Ich wünsche euch Glück dazu, sagte Lilie, allein verzeihet mir wenn ich die Weissagung noch nicht erfüllt glaube. Ueber den hohen Bogen eurer Brücke können nur Fußgänger hinüber schreiten und es ist uns versprochen, daß Pferde und Wagen und Reisende aller Art zu gleicher Zeit über die Brücke herüber und hinüber wandern sollen. Ist nicht von den grossen Pfeilern geweissagt, die aus dem Flusse selbst heraussteigen werden?

Die Alte hatte ihre Augen immer auf die Hand geheftet, unterbrach hier das Gespräch und empfahl sich. Verweilt noch einen Augenblick sagte die schöne Lilie, und nehmt meinen armen Canarienvogel mit. Bittet die Lampe, daß sie ihn in einen schönen Topas verwandle, ich will ihn durch meine Berührung beleben und er, mit Eurem guten Mops, soll mein bester Zeitvertreib seyn; aber eilt was Ihr könnt, denn mit Sonnenuntergang ergreift unleidliche Fäulniß das arme Thier und zerreißt den schönen Zusammenhang seiner Gestalt auf ewig.

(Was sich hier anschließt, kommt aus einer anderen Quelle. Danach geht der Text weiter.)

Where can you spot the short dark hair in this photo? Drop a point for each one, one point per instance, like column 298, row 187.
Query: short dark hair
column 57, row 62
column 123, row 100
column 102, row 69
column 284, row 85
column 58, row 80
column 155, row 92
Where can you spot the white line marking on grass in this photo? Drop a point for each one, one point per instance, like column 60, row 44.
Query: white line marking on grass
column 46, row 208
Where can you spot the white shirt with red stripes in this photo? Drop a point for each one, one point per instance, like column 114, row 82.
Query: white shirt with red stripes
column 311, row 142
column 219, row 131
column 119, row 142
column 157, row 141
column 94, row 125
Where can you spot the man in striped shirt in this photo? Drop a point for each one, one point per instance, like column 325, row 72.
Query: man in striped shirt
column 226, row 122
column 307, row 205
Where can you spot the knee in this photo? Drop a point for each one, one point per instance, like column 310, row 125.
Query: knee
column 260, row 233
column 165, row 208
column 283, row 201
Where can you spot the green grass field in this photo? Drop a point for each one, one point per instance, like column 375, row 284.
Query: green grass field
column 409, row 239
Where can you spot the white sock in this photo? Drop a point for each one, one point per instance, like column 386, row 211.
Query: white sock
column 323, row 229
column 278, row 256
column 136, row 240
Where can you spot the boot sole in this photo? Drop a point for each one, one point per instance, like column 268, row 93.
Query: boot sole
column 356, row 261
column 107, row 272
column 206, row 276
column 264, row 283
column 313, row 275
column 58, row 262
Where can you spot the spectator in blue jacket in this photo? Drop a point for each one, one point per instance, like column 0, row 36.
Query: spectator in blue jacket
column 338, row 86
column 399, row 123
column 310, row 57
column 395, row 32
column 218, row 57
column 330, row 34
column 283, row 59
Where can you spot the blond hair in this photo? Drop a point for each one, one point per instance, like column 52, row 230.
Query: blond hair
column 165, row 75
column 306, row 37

Die Alte legte den kleinen Leichnam zwischen zarte Blätter in den Korb und eilte davon.

Wie dem auch sey, sagte die Schlange indem sie das abgebrochene Gespräch fortsetzte, der Tempel ist erbauet.

Empfohlene Zitierweise:
Johann Wolfgang von Goethe: Unterhaltungen deutscher Ausgewanderten. In: Die Horen 1795, Band 1–4. Cotta, Tübingen 1795, Seite 10-130. Digitale Volltext-Ausgabe bei Wikisource, URL: https://de.wikisource.org/w/index.php?title=Seite:Schiller_Die_Horen_4-1795.pdf/138&oldid=- (Version vom 1.8.2018)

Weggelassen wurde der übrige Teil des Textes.